スリア・キャピタルはサバ州政府が筆頭株主の会社で、100%子会社のサバ・ポーツは州の主要港湾8カ所を運営している。BEDIはクアラルンプールに本社があるEXSIMデベロップメントの子会社。高層住宅や商工業ビルの開発に携わっている。
スリア・キャピタルとBEDIはジェセルトン・ドックランズ1とジェセルトン・ドックランズ2を対等出資で設立し、それぞれ2.5ヘクタールと11.7ヘクタールの土地で開発事業を行う。開発後の資産価値は42億リンギになるという。

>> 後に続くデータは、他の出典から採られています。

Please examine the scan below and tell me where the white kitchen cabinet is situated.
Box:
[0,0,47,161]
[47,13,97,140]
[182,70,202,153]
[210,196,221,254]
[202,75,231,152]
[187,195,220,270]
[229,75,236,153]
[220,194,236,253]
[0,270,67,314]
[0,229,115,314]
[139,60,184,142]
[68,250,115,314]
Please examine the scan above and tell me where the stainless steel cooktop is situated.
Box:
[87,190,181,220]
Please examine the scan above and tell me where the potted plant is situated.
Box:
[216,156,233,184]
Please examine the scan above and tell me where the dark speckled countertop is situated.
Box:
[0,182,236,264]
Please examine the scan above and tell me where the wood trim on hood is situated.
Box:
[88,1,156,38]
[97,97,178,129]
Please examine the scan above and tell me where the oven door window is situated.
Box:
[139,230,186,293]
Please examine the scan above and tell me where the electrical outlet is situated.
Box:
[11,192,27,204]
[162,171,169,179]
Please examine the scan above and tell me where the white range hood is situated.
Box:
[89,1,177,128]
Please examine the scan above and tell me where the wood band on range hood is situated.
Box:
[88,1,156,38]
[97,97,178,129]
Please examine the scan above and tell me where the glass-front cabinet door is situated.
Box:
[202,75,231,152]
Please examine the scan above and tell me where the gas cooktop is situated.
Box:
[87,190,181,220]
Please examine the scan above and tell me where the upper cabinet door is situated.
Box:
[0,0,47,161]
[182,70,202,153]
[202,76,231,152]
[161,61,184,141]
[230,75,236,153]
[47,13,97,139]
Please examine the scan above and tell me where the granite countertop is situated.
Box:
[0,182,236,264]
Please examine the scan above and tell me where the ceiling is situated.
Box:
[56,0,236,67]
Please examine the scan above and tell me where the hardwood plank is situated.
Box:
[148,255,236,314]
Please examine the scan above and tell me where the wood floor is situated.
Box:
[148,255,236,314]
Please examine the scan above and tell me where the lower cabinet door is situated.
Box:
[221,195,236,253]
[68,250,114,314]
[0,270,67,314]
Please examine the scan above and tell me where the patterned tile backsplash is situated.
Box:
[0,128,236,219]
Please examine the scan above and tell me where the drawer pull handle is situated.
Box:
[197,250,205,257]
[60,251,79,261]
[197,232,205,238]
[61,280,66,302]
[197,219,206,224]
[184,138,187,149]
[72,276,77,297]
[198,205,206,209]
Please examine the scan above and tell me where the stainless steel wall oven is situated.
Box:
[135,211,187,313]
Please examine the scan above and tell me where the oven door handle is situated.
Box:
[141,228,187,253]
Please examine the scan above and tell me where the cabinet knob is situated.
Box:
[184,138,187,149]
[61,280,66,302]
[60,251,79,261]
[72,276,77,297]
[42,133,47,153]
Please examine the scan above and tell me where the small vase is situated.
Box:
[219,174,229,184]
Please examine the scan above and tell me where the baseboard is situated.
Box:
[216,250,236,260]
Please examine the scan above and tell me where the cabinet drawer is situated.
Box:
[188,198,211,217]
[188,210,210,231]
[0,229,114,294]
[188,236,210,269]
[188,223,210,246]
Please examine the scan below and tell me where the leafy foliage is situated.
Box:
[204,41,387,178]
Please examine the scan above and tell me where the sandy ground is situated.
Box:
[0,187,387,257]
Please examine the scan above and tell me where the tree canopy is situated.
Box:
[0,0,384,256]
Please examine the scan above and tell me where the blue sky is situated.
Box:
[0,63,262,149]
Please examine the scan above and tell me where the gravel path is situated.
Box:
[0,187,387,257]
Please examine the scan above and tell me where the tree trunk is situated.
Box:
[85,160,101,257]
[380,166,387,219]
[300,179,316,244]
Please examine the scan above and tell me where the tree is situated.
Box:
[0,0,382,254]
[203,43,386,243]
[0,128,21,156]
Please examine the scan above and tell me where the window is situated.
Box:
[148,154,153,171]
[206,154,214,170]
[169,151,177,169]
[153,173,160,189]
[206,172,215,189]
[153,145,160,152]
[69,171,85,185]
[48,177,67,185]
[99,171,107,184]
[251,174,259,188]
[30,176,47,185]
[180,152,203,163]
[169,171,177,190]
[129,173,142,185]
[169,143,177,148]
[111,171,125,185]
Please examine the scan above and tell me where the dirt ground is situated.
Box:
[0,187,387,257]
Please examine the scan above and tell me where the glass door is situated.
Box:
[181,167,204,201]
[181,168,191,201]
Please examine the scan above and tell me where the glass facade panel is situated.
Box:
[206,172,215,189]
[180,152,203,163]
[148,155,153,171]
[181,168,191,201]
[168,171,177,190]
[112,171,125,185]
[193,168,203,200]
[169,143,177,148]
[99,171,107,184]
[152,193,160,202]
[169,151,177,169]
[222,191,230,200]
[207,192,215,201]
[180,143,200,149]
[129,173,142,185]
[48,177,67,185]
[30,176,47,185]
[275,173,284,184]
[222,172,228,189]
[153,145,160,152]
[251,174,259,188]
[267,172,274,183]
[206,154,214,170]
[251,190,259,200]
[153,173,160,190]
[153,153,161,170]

着工は来年で、工期は12年を予定している。開発事業は、観光地のジェセルトン埠頭、サバ国際コンベンション・センター、コタキナバル・コンベンションシティーと合わせ「ジェセルトン・ウオーターフロント・シティー」と呼称される予定。
(ボルネオポスト、2月8日、エッジ、2月7日)

カールスバーグ、昨年は減収も純利益は過去最高に

【シャアラム】 大手ビール会社カールスバーグ・ブリュワリー・マレーシアは7日、2023年通期(2023年1-12月)決算を発表。売上高は前年比6.3%減の22億6,000万リンギとなったが、純利益は5.1%増の3億3,324万リンギとなり、過去最高を記録した。

カールスバーグは、売上高の減少は、インフレ圧力による消費者心理の低迷や旧正月の休暇期間が短かったことが理由だとし、純利益の増加は、2022年度予算で課された富裕税が2023年に廃止されたことや関連会社からの利益分配が増加したこと、新しい瓶詰めラインの再投資引当金に関連する繰延税金が計上されたことによるものだとしている。

ステファノ・クリニ社長は、2023年度は醸造所の改良など、1億800万リンギの設備投資を行ったが、2024年度は新缶詰ラインやビール濾過工場設立に向け、9,200万リンギの設備投資を計画していると述べた。

今後の見通しについては、高金利、インフレ圧力、為替変動などの影響による経済情勢の不透明さに留意しており、投入コストは上昇するものの、上昇率は緩やかになると予想している。一方、今年後半に実施される売上・サービス税(SST)の2%引き上げについては、物流コストを中心としたコスト増につながるとしている。
クリニ社長は、コスト管理を行いつつ、売上高や市場シェアの拡大に向け、マーケティング投資を増加させると述べた。